Fla. delegates housed at resort far from GOP convention site

PALM HARBOR -- Florida’s convention delegates and party faithful streamed into the Innisbrook Golf and Spa resort over the weekend, right on schedule, as the hurry-up and wait for convention activities began. They were handed white bags with blue trim, loaded with Republican National Convention goodies, from water bottles to a beach towel.

But if the gray clouds, persistent drizzle and Tropical Storm Isaac warnings weren’t enough to dampen the mood in the swank, sprawling resort, the lack of convention buzz certainly was.

The conventioneers face an hour long drive, each way, to get to the Tampa Bay Times Forum and convention headquarters. Buses have been reserved for the trips but travelers were urged to be vigilant about departure times.

This is the Republican equivalent of Siberia. Comfortable and lovely, the resort features a golf course, spa, swimming pools and restaurants. It is owned by Sheila Johnson, co-founder of the BET network and a major Democratic contributor.

But it’s not Tampa. In fact, door-to-door, it is 25 miles away from the convention hall. The closest thing to the convention: three TV monitors set to Fox News in the darkened meeting hall.

Also at the resort: the delegation from South Carolina. Both states are being punished for state legislative leaders setting the presidential primary in January in violation of party rules.

"We welcome our partners in primary purgatory,’’ Commissioner Adam Putnam announced at a morning breakfast Monday as both Florida and South Carolina delegates and guests met officially for the first time.

Also addressing them was Gov. Rick Scott, who briefed them on the status of the storm. "The RMC was so nice to us, we don’t have to worry about the beach,’’ he joked.

The storm forced the delegates to cancel plans for an evening at Busch Gardens on Monday.

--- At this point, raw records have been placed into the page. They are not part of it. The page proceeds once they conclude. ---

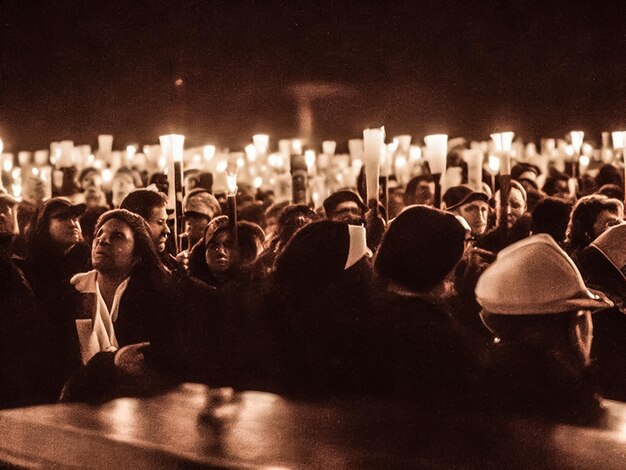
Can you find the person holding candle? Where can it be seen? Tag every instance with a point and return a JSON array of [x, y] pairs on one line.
[[323, 341], [345, 206], [199, 208], [230, 344], [425, 357], [542, 317], [56, 249], [592, 215], [114, 319], [122, 185], [22, 355], [151, 205], [471, 205]]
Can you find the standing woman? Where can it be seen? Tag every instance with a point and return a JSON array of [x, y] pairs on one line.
[[57, 250], [120, 309]]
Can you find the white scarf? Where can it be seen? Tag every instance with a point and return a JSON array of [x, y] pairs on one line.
[[97, 334]]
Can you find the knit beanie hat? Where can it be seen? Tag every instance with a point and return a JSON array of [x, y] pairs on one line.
[[422, 245]]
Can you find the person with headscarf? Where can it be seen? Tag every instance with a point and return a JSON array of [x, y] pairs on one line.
[[56, 249], [426, 359], [592, 215], [22, 352], [319, 307], [113, 313]]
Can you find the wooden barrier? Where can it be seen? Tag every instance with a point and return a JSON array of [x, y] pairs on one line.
[[194, 426]]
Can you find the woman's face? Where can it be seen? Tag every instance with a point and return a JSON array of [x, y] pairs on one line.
[[64, 229], [516, 207], [113, 249], [605, 220], [220, 253]]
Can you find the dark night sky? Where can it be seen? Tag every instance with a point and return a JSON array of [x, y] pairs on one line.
[[72, 70]]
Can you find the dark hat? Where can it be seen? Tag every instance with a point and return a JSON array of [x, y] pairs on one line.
[[456, 196], [201, 201], [61, 207], [332, 201], [422, 245], [320, 252], [521, 168]]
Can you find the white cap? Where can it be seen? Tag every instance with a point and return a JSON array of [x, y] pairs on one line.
[[535, 276]]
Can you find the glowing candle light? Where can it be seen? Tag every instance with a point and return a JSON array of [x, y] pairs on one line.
[[251, 152], [493, 165], [502, 142], [373, 151], [310, 158], [415, 153], [618, 139], [7, 162], [329, 147], [577, 140], [107, 175], [437, 151], [296, 146], [208, 152], [261, 143], [404, 143], [130, 152]]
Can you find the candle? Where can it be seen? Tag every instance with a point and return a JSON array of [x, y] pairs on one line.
[[577, 140], [251, 152], [296, 146], [284, 148], [474, 159], [437, 152], [373, 150], [415, 153], [618, 139], [502, 142], [355, 149], [105, 143], [309, 158], [261, 143], [329, 147], [130, 152], [403, 142], [493, 165]]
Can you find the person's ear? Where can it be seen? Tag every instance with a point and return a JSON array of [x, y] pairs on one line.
[[581, 335]]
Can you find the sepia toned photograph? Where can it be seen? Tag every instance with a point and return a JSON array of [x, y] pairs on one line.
[[332, 234]]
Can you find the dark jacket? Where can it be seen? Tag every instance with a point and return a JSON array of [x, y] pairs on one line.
[[425, 358], [144, 314], [22, 355], [523, 380]]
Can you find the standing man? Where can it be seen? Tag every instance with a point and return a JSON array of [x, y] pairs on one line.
[[151, 205], [473, 206]]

But organizers were prepared in the event conventioneers wanted to play inside. RMC sponsor, Disney, had set up a miniature version of Cinderella’s castle in the Innisbrook meeting hall. The space also features two bars and a floor filled with game tables — foosball, air hockey, ping pong and pool. Sunday night, the room was used for delegate karaoke.

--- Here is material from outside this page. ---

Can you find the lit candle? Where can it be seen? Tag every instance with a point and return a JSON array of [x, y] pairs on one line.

Florida Republican Party leader Lenny Curry, who told the Tampa Bay Times in May that he was "p----- off’’ at the hotel accommodations when they were announced by the RMC officials, convened the quarterly meeting of the party executive committee and reminded them, "It wasn’t your decision."

Notably absent from the Sunday meeting were the legislators who led the charge for the primary switch — such as Rep. Carlos Lopez Canter, R-Miami, a member of the executive committee.

Said Curry back in May: "We’re one of the most important swing states, if not the most important swing state, and our activists and our donors are going to be punished for something they had nothing to do with."